Do This Now (5 Steps)

  1. Grab your team for a 90-minute session this week. No laptops, just a whiteboard.
  2. List every competitor you think you have. Then, ruthlessly cut it down to the 3 that actually matter to your target customer. This is your Competitor Set.
  3. Pick one Customer Segment Wedge. Just one. Avoid trying to be everything to everyone.
  4. Build a simple Differentiation Grid. For your wedge and your 3 competitors, list 4 key factors. Mark where you are stronger or weaker with real evidence, not gut feel.
  5. Circle the one biggest gap where you can win. That's your strategic tradeoff to propose.

Avoid These Traps

  • Tracking every logo in the market. It dilutes your focus and confuses stakeholders.
  • Choosing three segment wedges at once.

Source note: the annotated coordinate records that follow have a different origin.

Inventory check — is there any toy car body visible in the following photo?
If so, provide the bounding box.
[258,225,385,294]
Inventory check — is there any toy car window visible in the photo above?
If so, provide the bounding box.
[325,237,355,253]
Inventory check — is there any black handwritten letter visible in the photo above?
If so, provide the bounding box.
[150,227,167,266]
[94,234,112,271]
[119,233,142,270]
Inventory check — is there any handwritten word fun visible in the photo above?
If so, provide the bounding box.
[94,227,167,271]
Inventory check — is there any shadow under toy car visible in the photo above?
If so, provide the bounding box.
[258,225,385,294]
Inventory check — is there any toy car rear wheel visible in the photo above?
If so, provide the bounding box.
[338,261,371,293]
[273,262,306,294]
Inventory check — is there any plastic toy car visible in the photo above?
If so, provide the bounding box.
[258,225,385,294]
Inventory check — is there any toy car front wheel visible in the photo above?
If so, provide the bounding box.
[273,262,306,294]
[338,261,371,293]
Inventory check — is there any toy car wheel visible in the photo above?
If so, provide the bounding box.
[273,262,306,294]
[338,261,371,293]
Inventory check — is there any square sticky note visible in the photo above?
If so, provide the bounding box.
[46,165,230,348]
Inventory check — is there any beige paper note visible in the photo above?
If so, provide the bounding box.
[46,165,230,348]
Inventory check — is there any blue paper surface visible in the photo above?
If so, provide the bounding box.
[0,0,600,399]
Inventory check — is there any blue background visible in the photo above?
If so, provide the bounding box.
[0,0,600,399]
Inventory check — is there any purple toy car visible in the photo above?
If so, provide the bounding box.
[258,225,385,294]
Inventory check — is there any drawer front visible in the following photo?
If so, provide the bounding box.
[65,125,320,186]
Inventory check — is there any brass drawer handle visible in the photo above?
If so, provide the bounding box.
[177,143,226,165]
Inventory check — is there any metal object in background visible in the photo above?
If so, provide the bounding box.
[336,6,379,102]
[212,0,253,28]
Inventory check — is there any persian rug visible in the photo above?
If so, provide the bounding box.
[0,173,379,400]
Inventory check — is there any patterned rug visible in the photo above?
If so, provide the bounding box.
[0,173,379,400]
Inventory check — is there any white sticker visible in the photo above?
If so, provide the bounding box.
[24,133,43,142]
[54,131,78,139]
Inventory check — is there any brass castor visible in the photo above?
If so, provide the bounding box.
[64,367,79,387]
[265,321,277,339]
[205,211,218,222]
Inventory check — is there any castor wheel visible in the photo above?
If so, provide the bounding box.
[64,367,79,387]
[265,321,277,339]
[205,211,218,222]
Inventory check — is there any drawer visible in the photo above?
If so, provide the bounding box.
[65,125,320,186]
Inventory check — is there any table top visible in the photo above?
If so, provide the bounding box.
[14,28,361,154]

You'll end up with a muddy position and no clear action.
  • Building a grid with opinions instead of evidence. "We're better" doesn't get budgets approved.
  • Presenting the full map with all its complexity. Lead with the one key insight and the recommended move.

Your Win by Friday

Your win isn't a pretty slide deck. It's a committed next step. By Friday, have that one-page strategy artifact. Use it to get a quick 15-minute check-in with your key stakeholder. Show them the map, point to the wedge you own, and propose one concrete experiment or resource shift. Get their yes or no. Either way, you've turned analysis into a decision. And that's how strategy actually moves forward. Go get that clarity—your team is waiting for it.